The UMass Boston Venture Development Center (VDC) was awarded $588,848 to help build, within the 18,000 square foot VDC, a fifth ready-to-use wet laboratory, as well as a core facility with shared equipment in order to launch additional high potential life science startup companies. As a result, the VDC will be able to meet the needs of one to three additional life science startups. The increased capacity will also create internship opportunities for talented students, thereby furthering the diversity of the life science workforce, and help the VDC to be 100 percent financially self-supporting through company memberships.

The Venture Café was awarded $347,000 to continue to strengthen and connect communities of innovation. The Venture Café Foundation, the non-profit sister organization of the Cambridge Innovation Center (CIC), is responsible for the operation of and programming at District Hall in Boston’s Innovation District.

“A key strategy of the Life Sciences Center is to use our capital dollars to enable the creation of unique resources that are available to the Massachusetts life sciences community, and these cutting edge projects in the City of Boston are good examples of that,” said Susan Windham-Bannister, PhD, president & CEO of the MLSC. “The Center's grants will be used to advance biomanufacturing, provide additional accelerating space for start-up companies and increase connections within and across our innovation sectors.”

“Each of these investments, in different ways, strengthens our ties with the Massachusetts life sciences industry – by expanding our successful center for life sciences start-ups in the VDC and by creating a new and unique manufacturing resource for cutting-edge gene therapy companies in MassBiologics,” University of Massachusetts President Robert L. Caret said. “These investments reflect the tremendous value brought by UMass to industry and to the innovation economy of the Commonwealth.”

Also celebrated at Tuesday’s event were nine Greater Boston area high schools and workforce development organizations that received MLSC equipment and supply grants this past December.

“The life sciences sectors are now the fastest job producers in Massachusetts, so a key strategy of the Life Sciences Center is to use our capital dollars to ensure that students all across the commonwealth are prepared to compete successfully for these jobs,” said Dr.
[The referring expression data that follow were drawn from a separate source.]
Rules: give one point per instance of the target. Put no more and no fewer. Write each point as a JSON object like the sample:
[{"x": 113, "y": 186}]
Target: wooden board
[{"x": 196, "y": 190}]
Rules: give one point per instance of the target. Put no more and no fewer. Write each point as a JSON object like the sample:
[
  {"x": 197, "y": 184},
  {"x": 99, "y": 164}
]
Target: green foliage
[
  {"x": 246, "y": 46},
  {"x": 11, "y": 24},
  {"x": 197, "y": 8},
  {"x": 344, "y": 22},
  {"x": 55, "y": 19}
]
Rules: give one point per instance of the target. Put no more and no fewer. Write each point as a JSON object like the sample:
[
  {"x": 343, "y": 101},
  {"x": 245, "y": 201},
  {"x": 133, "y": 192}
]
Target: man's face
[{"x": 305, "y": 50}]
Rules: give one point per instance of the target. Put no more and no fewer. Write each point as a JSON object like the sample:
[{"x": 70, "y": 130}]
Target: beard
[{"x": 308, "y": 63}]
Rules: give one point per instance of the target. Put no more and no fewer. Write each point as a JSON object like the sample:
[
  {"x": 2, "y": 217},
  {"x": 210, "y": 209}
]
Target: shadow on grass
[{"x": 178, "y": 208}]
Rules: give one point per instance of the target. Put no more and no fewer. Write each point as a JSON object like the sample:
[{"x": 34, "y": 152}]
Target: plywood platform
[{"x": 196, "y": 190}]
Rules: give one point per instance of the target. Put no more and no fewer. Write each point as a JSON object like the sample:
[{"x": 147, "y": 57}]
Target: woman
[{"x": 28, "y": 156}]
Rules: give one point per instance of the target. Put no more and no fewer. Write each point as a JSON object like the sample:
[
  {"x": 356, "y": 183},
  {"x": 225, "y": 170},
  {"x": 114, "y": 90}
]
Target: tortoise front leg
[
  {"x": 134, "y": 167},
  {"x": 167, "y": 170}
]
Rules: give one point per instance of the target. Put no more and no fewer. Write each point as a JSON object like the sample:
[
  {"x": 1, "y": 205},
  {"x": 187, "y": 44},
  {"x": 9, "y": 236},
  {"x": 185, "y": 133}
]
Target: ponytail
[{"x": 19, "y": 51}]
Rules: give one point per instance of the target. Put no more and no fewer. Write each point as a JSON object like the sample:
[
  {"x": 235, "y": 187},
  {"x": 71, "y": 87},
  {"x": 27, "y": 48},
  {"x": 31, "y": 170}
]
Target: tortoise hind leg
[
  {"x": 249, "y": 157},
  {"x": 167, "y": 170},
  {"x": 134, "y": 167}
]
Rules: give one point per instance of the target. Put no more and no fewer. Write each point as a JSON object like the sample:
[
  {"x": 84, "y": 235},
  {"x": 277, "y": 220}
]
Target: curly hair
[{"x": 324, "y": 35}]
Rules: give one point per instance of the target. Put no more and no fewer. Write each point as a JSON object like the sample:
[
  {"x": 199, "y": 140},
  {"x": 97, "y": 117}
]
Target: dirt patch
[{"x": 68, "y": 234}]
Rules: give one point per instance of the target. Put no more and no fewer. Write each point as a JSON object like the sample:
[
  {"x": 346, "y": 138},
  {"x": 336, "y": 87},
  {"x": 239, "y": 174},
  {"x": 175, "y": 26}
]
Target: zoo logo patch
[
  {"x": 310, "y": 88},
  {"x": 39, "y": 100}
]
Windham-Bannister. “The nine high schools and organizations we are recognizing today play major roles in training the next generation of our state’s life sciences workforce, and they serve diverse populations, ensuring that training for innovation economy jobs is inclusive. Our grants help ensure that these schools can provide students with first-rate training facilities.”

Through the MLSC, Massachusetts is investing $1 billion over 10 years in the growth of the state’s life sciences ecosystem. These investments are being made under the Massachusetts Life Sciences Initiative, passed by the State Legislature and signed into law by Governor Patrick in 2008.